Last week I mentioned the Green Mood Shrimp. These have become the latest ‘thing’ to find here. They are an un-described shrimp, possibly a variation of Phycocaris sp. or a new species.
So last week we were underwater and a diver was photographing something and when Liberty (one mf my Dive Supervisors) swam nearby, he manoeuvred his body so Liberty couldn’t see what he was photographing. No problem, Liberty moved on and thought nothing more about it.
That evening I was having a drink with this diver (we are good friends with the dive resort who discovered the shrimp) and he was telling me about how he hid the green shrimp from my dive guide that afternoon….’ah ha’ I thought. The next day I went out with Liberty and told him to show me were the diver with the camera was who was acting strangely the day before. We went straight to the rock and 40 seconds later I had found my first Little Green Shrimp. And in honour of the diver, whose name was Mood, we call it the Green Mood Shrimp!!
So my video this week is of the hardly seen Green Mood Shrimp. It is a lovely little guy (even if he does poo on camera) and this is some of the first video ever captured of this critter.
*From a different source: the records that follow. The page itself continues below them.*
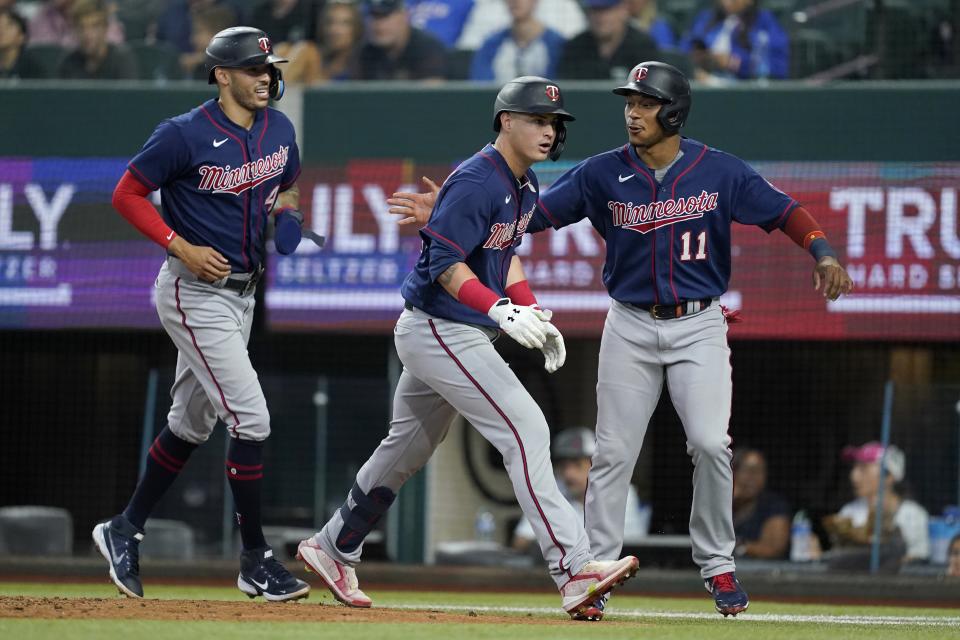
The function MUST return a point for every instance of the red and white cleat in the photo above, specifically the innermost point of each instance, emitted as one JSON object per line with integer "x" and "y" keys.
{"x": 339, "y": 578}
{"x": 596, "y": 579}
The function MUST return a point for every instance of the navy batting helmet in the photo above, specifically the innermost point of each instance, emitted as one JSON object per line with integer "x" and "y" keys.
{"x": 533, "y": 94}
{"x": 239, "y": 47}
{"x": 665, "y": 83}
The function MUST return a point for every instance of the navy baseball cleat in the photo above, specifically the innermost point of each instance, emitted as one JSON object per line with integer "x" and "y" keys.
{"x": 119, "y": 542}
{"x": 262, "y": 575}
{"x": 727, "y": 593}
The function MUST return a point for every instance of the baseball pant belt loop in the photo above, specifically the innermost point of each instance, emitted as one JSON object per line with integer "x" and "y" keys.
{"x": 673, "y": 311}
{"x": 242, "y": 283}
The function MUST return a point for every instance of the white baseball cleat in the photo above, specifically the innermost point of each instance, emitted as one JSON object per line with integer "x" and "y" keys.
{"x": 339, "y": 578}
{"x": 594, "y": 580}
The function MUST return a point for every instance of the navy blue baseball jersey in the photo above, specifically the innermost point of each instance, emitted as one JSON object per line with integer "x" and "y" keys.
{"x": 670, "y": 241}
{"x": 218, "y": 181}
{"x": 480, "y": 216}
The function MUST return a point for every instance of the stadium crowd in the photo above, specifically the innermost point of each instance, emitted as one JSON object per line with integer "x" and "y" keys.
{"x": 714, "y": 41}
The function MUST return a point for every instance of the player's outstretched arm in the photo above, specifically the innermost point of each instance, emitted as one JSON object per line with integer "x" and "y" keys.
{"x": 416, "y": 207}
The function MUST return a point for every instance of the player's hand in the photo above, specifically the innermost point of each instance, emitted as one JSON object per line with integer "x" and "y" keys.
{"x": 553, "y": 349}
{"x": 520, "y": 323}
{"x": 415, "y": 206}
{"x": 833, "y": 278}
{"x": 204, "y": 262}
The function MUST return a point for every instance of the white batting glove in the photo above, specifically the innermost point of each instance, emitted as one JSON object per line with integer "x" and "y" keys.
{"x": 520, "y": 323}
{"x": 553, "y": 349}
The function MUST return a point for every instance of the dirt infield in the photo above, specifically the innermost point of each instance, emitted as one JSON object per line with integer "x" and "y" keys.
{"x": 215, "y": 610}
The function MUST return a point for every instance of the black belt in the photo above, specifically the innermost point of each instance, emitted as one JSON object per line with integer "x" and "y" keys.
{"x": 673, "y": 311}
{"x": 243, "y": 286}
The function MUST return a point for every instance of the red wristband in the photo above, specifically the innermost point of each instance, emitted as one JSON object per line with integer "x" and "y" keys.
{"x": 476, "y": 295}
{"x": 521, "y": 294}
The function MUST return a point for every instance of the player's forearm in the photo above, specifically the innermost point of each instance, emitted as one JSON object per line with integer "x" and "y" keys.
{"x": 805, "y": 231}
{"x": 518, "y": 288}
{"x": 130, "y": 199}
{"x": 462, "y": 283}
{"x": 289, "y": 199}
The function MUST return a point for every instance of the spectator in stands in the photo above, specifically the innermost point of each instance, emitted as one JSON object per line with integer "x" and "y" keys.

The rest of the week has been fantastic. There have been Mimics, Wonderpus, Blue Rings, Hairy and Coconut Octopus. We have seen Flamboyant Cuttlefish and their eggs. Crustaceans include Harlequin Shrimp, Harlequin Crabs, Tiger Shrimp, Urchin Bumblebee Shrimp, Green Mood Shrimp, Xeno Crabs, Decorator Crabs, Crinoid Shrimp, Orang Utan Crabs, Candy Crabs, Boxing Crabs, Mantis Shrimp (including Peacock Mantis Shrimp with eggs), Hairy Shrimp, Whip Coral Shrimp, Xenia Crabs, Xenia Shrimp, Snapping Shrimp, Amphipods, Carry Crabs, Hairy Squat Lobster, Elegant Squat Lobster, Squat Shrimp, Emperor Shrimp, Skeleton Shrimp and many more. there have been Pontohi and Bargabanti Pygmy Seahorses, Common, estuary and Thorny Seahorses, Pipehorses, Pipefish, including several different and very beautiful Winged Pipefish. we seen Ambon Scorpionfish, Napoleon Wrasse, Electric Clams, Pegasus Sea Moths, several different types of Snake Eel, Ribbon Eels, Spiny Devilfish, Leaf Scorpionfish, Waspfish, Cockatoo Flounder, Helmut Gurnards, Comets, juvenile Pinnate Batfish and Stonefish. there have been Ornate and Robust Ghost Pipefish. Frogfish include Hairy, Giant, Painted and Warty. We even saw a big Devil Ray!! A fabulous week.
Thanks to all our guests from Russia, the States and the UK. Rose, we miss you already!!!!!